Lo que oyeron la duquesita y el marquesito.

Uno de aquellos hombres era jóven, como de veinte y dos años.

Aquel hombre era el príncipe de Asturias don Carlos de Austria.

Estaba sentado y cubierto.

El otro hombre estaba de pié y descubierto.

Era Yaye.

El príncipe, á pesar de sus pocos años, era uno de esos seres repugnantes que se han gastado practicando constantemente el vicio; su palidez enfermiza, sus ojos de un color impuro, la especie de vejez prematura que sobre aquel semblante lívido aparecia, y la fosforescente insensatez de su mirada, demostraban que su organizacion habia sufrido mucho á causa de excesos.
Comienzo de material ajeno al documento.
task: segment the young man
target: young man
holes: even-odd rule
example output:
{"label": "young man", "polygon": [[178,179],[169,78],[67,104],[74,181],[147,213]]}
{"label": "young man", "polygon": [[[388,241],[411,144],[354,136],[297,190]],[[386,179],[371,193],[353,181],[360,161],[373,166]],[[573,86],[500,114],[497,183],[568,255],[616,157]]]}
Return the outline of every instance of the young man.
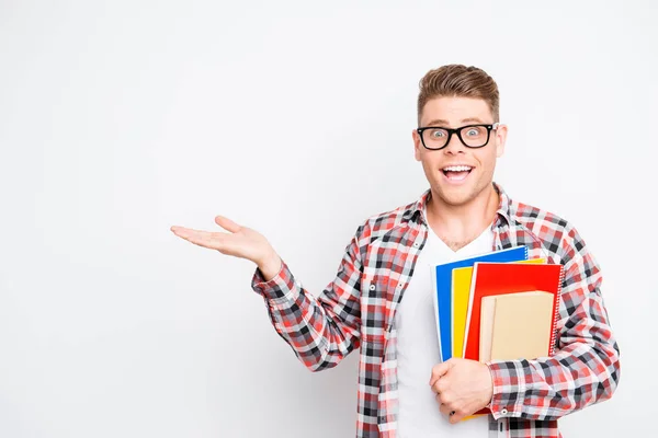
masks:
{"label": "young man", "polygon": [[[359,227],[318,299],[249,228],[224,217],[215,221],[228,233],[172,227],[192,243],[258,265],[252,288],[310,370],[360,348],[359,437],[559,437],[559,417],[616,388],[619,348],[585,242],[564,219],[510,199],[492,181],[507,137],[498,106],[496,82],[478,68],[426,74],[412,136],[430,188]],[[555,356],[439,364],[428,264],[519,245],[531,258],[564,265]],[[483,407],[491,415],[460,422]]]}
En los gruesos labios que habia heredado de su padre, se adivinaba que el temblor de la cólera era su expresion habitual: tenia los ojos azules, el cabello y las cejas rubias, y estaba flaco, muy flaco.

—En verdad, en verdad, decia el príncipe, en el momento en que el marqués y Amina podian escucharle, no pensaba que tú, un oscuro aventurero, ennoblecido por un casamiento afortunado, y tolerado por el bueno de mi padre en la córte, cuando hay mas de una lengua maligna que habla mal de tí, te atrevieses á representar una farsa tan grosera conmigo. ¡Ya se vé! Sabes que estoy enamorado de tu hija y te prevales... pues bien, concluyamos pronto: las condiciones, las condiciones, duque. Ya que no ha salido á recibirme tu hija, segun esperaba, te confieso que me molesta estar á estas horas en conversacion contigo. ¡Por mi patron Satanás que esta es una treta que no te perdonaré nunca, duque!